A reminder that the three of them were… yes, a family, but also a team.
“I can stand first watch while you sleep.”
Simon chimed in. “And I can do it too. I can watch.”
She smiled at them. She thought of arguing, telling them that no, she’d do it. That she’d be fine.
But one look at Kate’s face showed that the argument would not go well.
“Okay. Kate, you can take first watch, then wake me and I—”
“No,” Simon said, his voice surprisingly strong. “She can wake me. I can go second. Maybe let you sleep all night…”
Then Christie matched her tone to theirs, even as she was losing this debate. “Listen. All right… I can do a third watch. Okay? We all get some rest. We’ll need it.
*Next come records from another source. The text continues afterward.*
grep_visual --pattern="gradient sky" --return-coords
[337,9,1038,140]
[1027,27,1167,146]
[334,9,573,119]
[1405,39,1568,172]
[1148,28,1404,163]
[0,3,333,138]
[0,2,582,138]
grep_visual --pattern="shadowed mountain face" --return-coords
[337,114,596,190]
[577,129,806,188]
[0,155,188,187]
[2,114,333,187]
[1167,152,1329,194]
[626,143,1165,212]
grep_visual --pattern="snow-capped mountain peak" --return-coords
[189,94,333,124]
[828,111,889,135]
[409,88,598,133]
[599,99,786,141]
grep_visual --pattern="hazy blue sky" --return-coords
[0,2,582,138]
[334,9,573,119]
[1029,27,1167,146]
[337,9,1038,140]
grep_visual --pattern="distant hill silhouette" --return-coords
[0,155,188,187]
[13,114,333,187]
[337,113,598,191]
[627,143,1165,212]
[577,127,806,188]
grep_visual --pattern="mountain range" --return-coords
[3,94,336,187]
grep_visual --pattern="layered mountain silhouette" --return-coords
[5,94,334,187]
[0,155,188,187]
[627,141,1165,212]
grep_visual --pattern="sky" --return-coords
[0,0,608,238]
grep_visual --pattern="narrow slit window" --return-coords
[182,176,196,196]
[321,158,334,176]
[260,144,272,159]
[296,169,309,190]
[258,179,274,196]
But…”
Here she looked at the front door across from such a cozy living room.
“Each of us has to be super-alert. Listen carefully. Anything happens, anything strange at all, wake all of us up. I can set an alarm with my phone—least it’s good for something. Three hours each.”
Then she looked at the two of them.
“That sound do-able?”
They both nodded.
And though Christie worried about their ability to stay awake and alert, she knew that she herself would struggle with it.
It wasn’t the best plan to get through this night.
But it was a plan.
Maybe it would be quiet.
The hamlet of Stormville certainly seemed deserted tonight.
Then, “Peas all done?” she asked.
“Yum,” Kate said. “Still some in the can.”
Christie laughed. “Okay, Kate, Simon and I will go find some beds. You—well, guess, you’ll sit here. Keep your gun close?”
Again, no need for that reminder.
And Christie looked above the fireplace mantel. She saw—inches above the layered stone bricks of the fireplace—an empty rack for a rifle, the weapon now long gone.